From Chicken Soup for the Soul: My Amazing Mom


Context and memory play powerful roles in all the truly great meals in one’s life.

~Anthony Bourdain

Not long after my mother died, I turned to the bookstore to start the grieving and healing process. I could always depend on Chicken Soup for the Soul books to get me through a tough time, whether it was when I was a teenager and having boy problems, or when I was an adult needing a bit of inspiration. Now here I was, at the age of thirty, looking for some comfort beyond what I could get from friends and family. I needed to read stories by people who were in the same situation as me.

I had lost my grandfather while I was in high school, but this was different. This was my mother. And unfortunately, I had regrets—unfinished business with her, unsaid words and stories.

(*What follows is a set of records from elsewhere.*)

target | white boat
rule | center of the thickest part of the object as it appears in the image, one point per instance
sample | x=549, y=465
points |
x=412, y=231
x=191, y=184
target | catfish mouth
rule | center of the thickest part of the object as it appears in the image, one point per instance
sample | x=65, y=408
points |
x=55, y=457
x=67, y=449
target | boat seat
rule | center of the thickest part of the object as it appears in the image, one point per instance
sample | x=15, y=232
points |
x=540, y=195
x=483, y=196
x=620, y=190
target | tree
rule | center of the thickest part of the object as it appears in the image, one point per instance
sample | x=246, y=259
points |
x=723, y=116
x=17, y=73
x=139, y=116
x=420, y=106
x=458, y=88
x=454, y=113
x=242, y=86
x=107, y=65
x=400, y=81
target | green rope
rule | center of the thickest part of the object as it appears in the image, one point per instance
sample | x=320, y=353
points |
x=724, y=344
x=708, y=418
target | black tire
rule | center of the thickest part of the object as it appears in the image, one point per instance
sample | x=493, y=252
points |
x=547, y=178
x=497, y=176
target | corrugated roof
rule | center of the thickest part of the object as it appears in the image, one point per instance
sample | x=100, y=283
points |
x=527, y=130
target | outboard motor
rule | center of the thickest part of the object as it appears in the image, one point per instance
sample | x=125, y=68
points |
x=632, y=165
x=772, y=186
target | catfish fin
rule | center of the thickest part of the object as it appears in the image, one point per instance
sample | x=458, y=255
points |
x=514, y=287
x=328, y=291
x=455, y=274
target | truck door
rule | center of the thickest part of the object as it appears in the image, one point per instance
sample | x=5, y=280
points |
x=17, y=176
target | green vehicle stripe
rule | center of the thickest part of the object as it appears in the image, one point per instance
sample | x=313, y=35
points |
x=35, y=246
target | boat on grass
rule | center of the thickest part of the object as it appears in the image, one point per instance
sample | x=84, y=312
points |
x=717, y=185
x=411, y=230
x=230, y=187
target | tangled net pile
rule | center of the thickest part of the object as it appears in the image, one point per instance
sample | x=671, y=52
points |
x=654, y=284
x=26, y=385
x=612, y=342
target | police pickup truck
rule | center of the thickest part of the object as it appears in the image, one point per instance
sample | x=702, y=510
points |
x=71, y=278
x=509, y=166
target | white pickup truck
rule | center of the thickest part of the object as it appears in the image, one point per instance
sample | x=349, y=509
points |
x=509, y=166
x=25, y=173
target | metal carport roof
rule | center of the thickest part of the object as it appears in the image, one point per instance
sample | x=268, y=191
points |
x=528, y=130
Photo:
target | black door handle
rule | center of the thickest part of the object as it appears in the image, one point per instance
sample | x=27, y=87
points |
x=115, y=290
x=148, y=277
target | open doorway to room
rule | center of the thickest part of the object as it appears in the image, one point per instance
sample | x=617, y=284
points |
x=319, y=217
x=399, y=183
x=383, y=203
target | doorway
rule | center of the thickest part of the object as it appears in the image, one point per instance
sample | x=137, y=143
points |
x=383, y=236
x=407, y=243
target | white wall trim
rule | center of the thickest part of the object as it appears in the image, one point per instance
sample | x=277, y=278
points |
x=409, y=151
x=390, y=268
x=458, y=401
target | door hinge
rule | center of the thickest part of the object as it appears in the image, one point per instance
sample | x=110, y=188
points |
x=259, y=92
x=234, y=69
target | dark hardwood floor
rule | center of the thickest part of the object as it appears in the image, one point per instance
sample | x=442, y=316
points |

The funeral was over, and I was supposed to go back to “normal life” without her in it. The pain was raw and sometimes unbearable.

I bought Chicken Soup for the Soul: Grieving and Recovery. The stories of loss and pain made my cry, but at the same time it was comforting to know I wasn’t alone. I was reading stories that were much like my own, that I could relate to. One story that really helped was “My Mother’s Recipe Box” by Sally Schwartz Friedman. The title caught my attention immediately because my mother loved cooking, watching cooking channels, and keeping record of recipes in all her notebooks. Toward the end of her life, when she was in and out of the hospital, those recipes and cooking shows kept her entertained.

That story inspired me to gather up all five of my mother’s recipe notebooks and put them together to make a cookbook. There were so many great recipes that I wanted to share with my friends and family. Since Mom never got to make most of the recipes, I would! I knew I had to do this for her. Although many of the recipes were not her own and had not been passed down through the family, they had obviously meant something to her, and it would be a shame for them to just sit in a box in the closet.

I decided to put Mom’s handwritten recipe on one side of the page and the typed version of it on the other. There’s something very comforting about her handwritten notes. I can hear her voice reading those recipes to me, and she doesn’t seem so far away. I just wish she could be here to taste the recipes that she never got to try. But you know what, Mom? I will eat enough for both of us.